That's going to be music to the ears of a campaign which has been a bit roughed up of late, isn't it?

JOHN KING, CNN CORRESPONDENT: Well, on the one hand, Becky, you look at that and if you're the Obama campaign you say we're plus 4 in the key battleground state of Ohio that's great. However, a little bit of context, if you go back just before the big debate last week there were polls showing Governor Romney down six, eight, nine, even as many as 10 points here in the state of Ohio. So there is no question that Governor Romney has a bit of a bounce. The momentum is his way when you talk to people on the ground here in the state, they concede that point. So a very narrow lead for the president at the moment, but that is within the poll's statistical margin of error, so essentially a statistical tie in a state Governor Romney has to win.

We elect presidents of the United States not by the national vote, but state by state. And no Republican has ever won the White House without winning the state of Ohio. So let's look at some of the key things. You take a big state like this you say whoever wins the suburbs will win the state. Guess what, Romney and Obama tied in the suburbs. Well, then, whoever wins those who describe themselves as independents will win the state. Guess what, a tie between Romney and Obama in the suburbs. Voters over the age of 50 are the most reliable voters. They tend to turn out to what. Guess what, a tie between Obama and Romney among those over 50.

So a statistical tie, a one point lead, another two point lead in another, it tells you, Becky, four weeks to go, more than $90 million has been spent in this state over the past six months on television ads and guess what, a statistical tie in the state that if Obama wins here people would say it's over. Governor Romney has to win here to have a chance to take the White House.

ANDERSON: John King on the story for you tonight. Thanks, John.

Well, later tonight CNN's Wolf Blitzer interview the Republican Presidential Candidate Mitt Romney. You can catch that at 11:00 in London, midnight in Berlin right here on CNN.

Well, 14 year old Pakistani activist shot in the head by Taliban gunmen is fighting for her life in a Peshawar hospital. Malala Yusafzai has been a frequent target of death threats. For reporting on the Taliban's education ban for women and girls, she received Pakistan's first national peace prize. Police say she and two other girls were wounded when gunmen flagged down her school van in the Swat valley. The U.S. State Department has condemned the attack as, quote, cowardly and barbaric.

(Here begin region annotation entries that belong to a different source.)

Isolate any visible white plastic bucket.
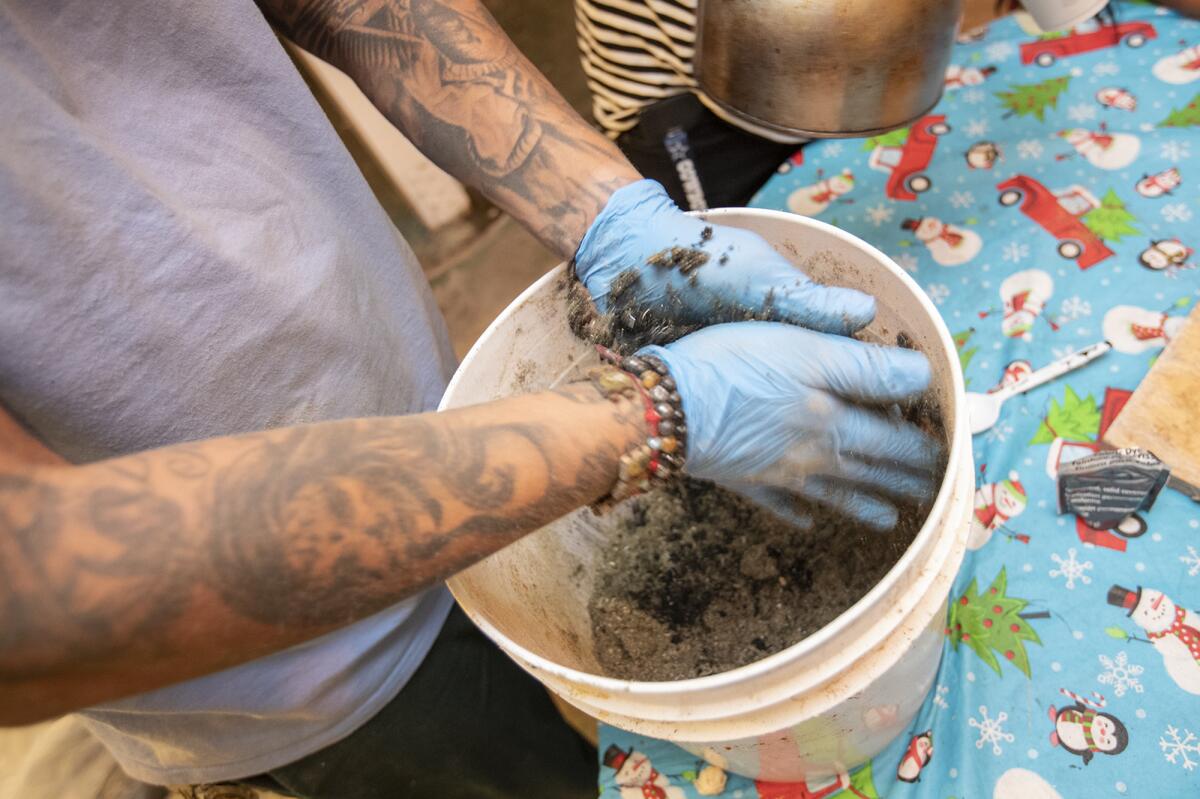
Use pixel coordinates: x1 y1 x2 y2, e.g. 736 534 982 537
442 209 973 781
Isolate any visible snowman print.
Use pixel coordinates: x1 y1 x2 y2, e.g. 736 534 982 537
946 64 996 91
967 471 1030 549
991 769 1062 799
1058 126 1141 169
896 729 934 782
980 269 1054 341
966 142 1001 169
1108 585 1200 696
604 744 686 799
1134 167 1183 199
988 359 1033 394
1049 689 1129 765
900 216 983 266
1100 305 1186 355
787 169 854 216
1152 44 1200 85
1138 239 1195 277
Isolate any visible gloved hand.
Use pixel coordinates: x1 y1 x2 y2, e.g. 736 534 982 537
575 180 875 334
638 322 940 529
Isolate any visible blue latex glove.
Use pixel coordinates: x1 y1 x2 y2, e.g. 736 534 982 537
638 322 941 529
575 180 875 334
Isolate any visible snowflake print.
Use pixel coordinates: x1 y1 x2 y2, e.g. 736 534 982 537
866 203 894 227
950 192 974 208
1096 651 1146 696
984 42 1016 61
967 704 1015 756
1058 294 1092 322
1050 547 1092 590
1067 103 1096 122
1001 241 1030 264
1158 725 1200 771
925 283 950 305
1163 203 1192 222
1180 546 1200 577
1158 139 1192 163
984 422 1013 443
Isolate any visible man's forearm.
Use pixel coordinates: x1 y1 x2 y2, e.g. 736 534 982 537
0 385 642 723
259 0 640 258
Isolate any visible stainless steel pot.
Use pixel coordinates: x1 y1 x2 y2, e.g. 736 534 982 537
695 0 962 138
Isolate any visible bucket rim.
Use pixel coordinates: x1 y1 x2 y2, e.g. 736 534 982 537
438 208 971 698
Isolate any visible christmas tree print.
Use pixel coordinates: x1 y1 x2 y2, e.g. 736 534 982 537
946 567 1050 677
830 761 880 799
954 328 979 385
995 76 1070 122
1158 92 1200 127
1030 385 1100 444
863 127 908 150
1084 188 1141 241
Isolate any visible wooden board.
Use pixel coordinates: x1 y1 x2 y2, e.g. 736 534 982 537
1104 306 1200 486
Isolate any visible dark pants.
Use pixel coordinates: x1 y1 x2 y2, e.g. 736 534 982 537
617 92 800 210
245 606 599 799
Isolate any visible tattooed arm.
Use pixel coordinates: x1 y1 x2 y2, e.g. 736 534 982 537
0 384 644 725
259 0 641 258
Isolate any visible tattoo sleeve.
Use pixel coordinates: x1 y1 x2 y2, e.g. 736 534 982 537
259 0 640 258
0 385 642 723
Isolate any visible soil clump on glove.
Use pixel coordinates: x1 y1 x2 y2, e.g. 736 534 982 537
564 253 946 681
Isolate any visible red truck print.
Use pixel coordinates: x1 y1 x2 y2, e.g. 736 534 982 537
996 175 1115 269
866 114 950 202
775 148 804 175
1046 388 1147 552
1021 22 1158 66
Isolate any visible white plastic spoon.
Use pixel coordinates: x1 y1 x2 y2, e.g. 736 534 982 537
967 341 1112 435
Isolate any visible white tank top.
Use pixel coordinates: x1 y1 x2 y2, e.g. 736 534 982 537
0 0 454 783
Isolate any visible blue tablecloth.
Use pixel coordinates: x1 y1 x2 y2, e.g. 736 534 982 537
600 4 1200 799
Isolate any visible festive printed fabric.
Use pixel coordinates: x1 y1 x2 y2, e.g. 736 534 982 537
600 2 1200 799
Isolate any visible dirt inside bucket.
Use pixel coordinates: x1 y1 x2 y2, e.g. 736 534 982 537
564 239 946 680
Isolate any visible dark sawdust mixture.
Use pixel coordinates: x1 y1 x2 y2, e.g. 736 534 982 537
565 234 944 680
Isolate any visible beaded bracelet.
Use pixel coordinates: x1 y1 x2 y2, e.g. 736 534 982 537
588 347 688 507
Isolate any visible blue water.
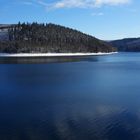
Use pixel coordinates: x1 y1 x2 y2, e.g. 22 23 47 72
0 53 140 140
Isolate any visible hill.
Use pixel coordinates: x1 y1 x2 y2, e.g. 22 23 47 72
0 22 116 53
110 38 140 52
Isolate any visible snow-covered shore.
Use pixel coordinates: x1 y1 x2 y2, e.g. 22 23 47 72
0 52 118 57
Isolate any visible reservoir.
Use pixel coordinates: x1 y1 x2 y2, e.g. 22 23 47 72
0 53 140 140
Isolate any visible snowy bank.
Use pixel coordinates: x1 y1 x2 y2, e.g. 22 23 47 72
0 52 118 57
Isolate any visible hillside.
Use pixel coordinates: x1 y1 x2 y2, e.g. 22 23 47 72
110 38 140 52
0 23 115 53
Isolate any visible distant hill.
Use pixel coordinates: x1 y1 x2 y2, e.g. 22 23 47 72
110 38 140 52
0 23 116 53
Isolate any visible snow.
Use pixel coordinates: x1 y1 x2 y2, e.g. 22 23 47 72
0 52 117 57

Well, a court in the U.S. state of Pennsylvania is making it clear it wants a former college football coach to spend the rest of his life behind bars. 68 year old Jerry Sandusky was sentenced to a minimum of 30 years in prison for sexually assaulting, or molesting 10 boys. Sandusky was a celebrated coach at Pennsylvania State University, never admitted guilt, and he said again today that he did not do, quote, these disgusting acts.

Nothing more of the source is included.